REPUBLIKA.CO.ID, JAKARTA -- Ketua Komisi I DPR, Mahfudz Siddiq berpendapat, pemerintah harus cermat dan tepat dalam menyikapi perkembangan bisnis berbasis aplikasi software e-commerce.
"Pemerintah harus cermat dan tepat dalam menyikapi perkembangan model bisnis baru berbasis aplikasi software e-commerce," katanya terkait pro-kontra Grab Taksi dan Uber Taksi, Selasa (22/3).
Dia mengatakan, dibutuhkan kesepakatan lintas kementerian dan masukan banyak pihak. "Terutama jika model bisnis baru tersebut berhimpitan dengan model bisnis yang sudah ada dan terikat dengan peraturan per-UU-an," katanya.

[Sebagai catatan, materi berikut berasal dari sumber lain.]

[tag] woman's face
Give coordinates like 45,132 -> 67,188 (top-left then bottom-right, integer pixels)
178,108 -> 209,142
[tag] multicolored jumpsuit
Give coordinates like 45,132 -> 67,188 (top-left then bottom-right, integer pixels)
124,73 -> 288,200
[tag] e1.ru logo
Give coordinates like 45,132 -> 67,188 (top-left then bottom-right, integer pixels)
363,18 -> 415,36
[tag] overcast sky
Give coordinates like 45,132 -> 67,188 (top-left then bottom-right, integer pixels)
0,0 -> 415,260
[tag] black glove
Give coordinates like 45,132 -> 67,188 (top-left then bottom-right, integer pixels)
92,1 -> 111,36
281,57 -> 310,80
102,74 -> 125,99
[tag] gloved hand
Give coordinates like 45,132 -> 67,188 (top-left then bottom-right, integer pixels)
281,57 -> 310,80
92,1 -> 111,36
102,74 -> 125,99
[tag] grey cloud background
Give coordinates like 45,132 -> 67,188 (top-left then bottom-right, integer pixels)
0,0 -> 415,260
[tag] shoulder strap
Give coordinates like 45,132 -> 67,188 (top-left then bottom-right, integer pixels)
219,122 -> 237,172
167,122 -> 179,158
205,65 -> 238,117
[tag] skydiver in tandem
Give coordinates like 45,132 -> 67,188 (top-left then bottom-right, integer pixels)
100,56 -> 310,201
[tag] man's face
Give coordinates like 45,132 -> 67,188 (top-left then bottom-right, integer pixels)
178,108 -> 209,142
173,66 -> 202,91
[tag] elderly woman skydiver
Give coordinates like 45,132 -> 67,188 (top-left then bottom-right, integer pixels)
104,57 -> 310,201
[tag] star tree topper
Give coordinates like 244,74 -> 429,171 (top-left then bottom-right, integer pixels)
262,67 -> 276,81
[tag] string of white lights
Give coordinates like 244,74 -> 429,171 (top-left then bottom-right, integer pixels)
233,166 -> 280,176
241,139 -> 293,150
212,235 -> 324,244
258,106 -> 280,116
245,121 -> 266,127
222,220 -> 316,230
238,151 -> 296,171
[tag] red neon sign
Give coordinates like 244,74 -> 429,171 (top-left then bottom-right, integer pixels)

Moda transportasi umum selama ini terkait UU dan diregulasi yang ketat. Perubahan pada model bisnis akibat perkembangan teknologi komunikasi informasi harus dikaji dan disikapi dengan tepat.
"Jangan sampai adopsi teknologi, informasi dan komunikasi (TIK) dengan aplikasi software e-commerce justru merugikan kepentingan usaha yang ada dan mengaburkan penegakan regulasi," katanya.
Dalam kasus ojek daring, kata politisi PKS ini, tidak terlalu masalah karena moda transportasi tersebut tidak resmi dan tidak ada regulasinya. Hanya diperlukan regulasi teknis yang baru untuk menjamin keamanan dan standar layanan.
"Tapi untuk Uber Taxi dan Grab Taxi ini berkaitan langsung dengan moda transportasi yang sudah resmi ada. Keduanya tidak bisa diperbandingkan 'apple-to-apple'," katanya.
Di luar itu, kata dia, aplikasi software Uber Taxi dan Grab Taxi menggunakan transaksi pembayaran daring langsung ke luar negeri sehingga tidak terjangkau rezim pajak. Masyarakat luas terutama di perkotaan juga harus bijak menyikapi ini.
Kemudahan akses transportasi melalui daring juga tidak boleh mengalahkan kepentingan nasional yang lebih luas. "Menhub dan Menkominfo harus duduk bersama melakukan kajian mendalam dan rekomendasi kebijakan yang tepat," katanya.